Mientras, Copérnico luchaba contra el cuarto guardia de Glimski, una especie de espantapájaros flaco y peludo que le recordaba a su maestro de armas, uno de los más famosos de Bolonia. El otro se defendía como podía contra aquel asalto poco ortodoxo pero impetuoso. Parada, finta, tercia, cuarta, las espadas se enredaron y la del espantapájaros salió volando y fue a clavarse en las tablas grasientas y mal ensambladas del suelo. El sicario cayó de rodillas y pidió gracia. Tal como lo exigen las reglas, su vencedor le puso la punta de la espada al pecho. Incluso lo habría saludado si Radom no se hubiera interpuesto y no hubiese rebanado el pescuezo del desventurado con un simple gesto, el de un campesino que corta el tallo de una alcachofa en su huerta. La sangre brotó como de una fuente y salpicó las botas del astrónomo.

Sólo quedaba Glimski. Estaba en pie, con los brazos cruzados, al fondo de la sala. Su rostro extraño recordaba a Nicolás de forma irresistible el del gran Kan, tal como lo había imaginado cuando leyó de niño El libro de las maravillas, de Marco Polo.

– Estoy esperando, señores. Acaben su trabajo -dijo, con una voz que no temblaba.

Copérnico y Sculteti se miraron, indecisos. ¿Qué había que hacer? Entonces se alzó, como un gruñido terrible, la voz de Radom:

– Salid los dos, salid, amos. Es trabajo mío, no vuestro.

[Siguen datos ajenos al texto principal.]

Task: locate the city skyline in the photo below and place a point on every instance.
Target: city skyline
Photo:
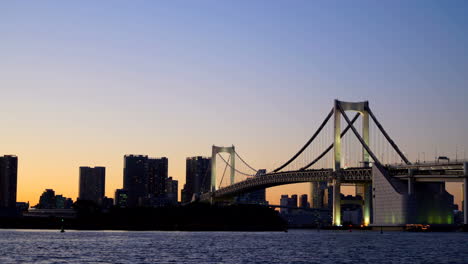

Con un estremecimiento de pánico, Nicolás y Bernard huyeron del burdel, casi a la carrera. Cerraron la puerta detrás de ellos y esperaron. De súbito, oyeron un grito espantoso, luego otro, luego un tercero aún peor. Un silencio eterno. En lo alto, una estrella fugaz desgarró el cielo. Por fin apareció Radom y cerró con cuidado, con cierta compunción solemne, la puerta a su espalda, tal como sólo sabe hacerlo el más devoto de los criados.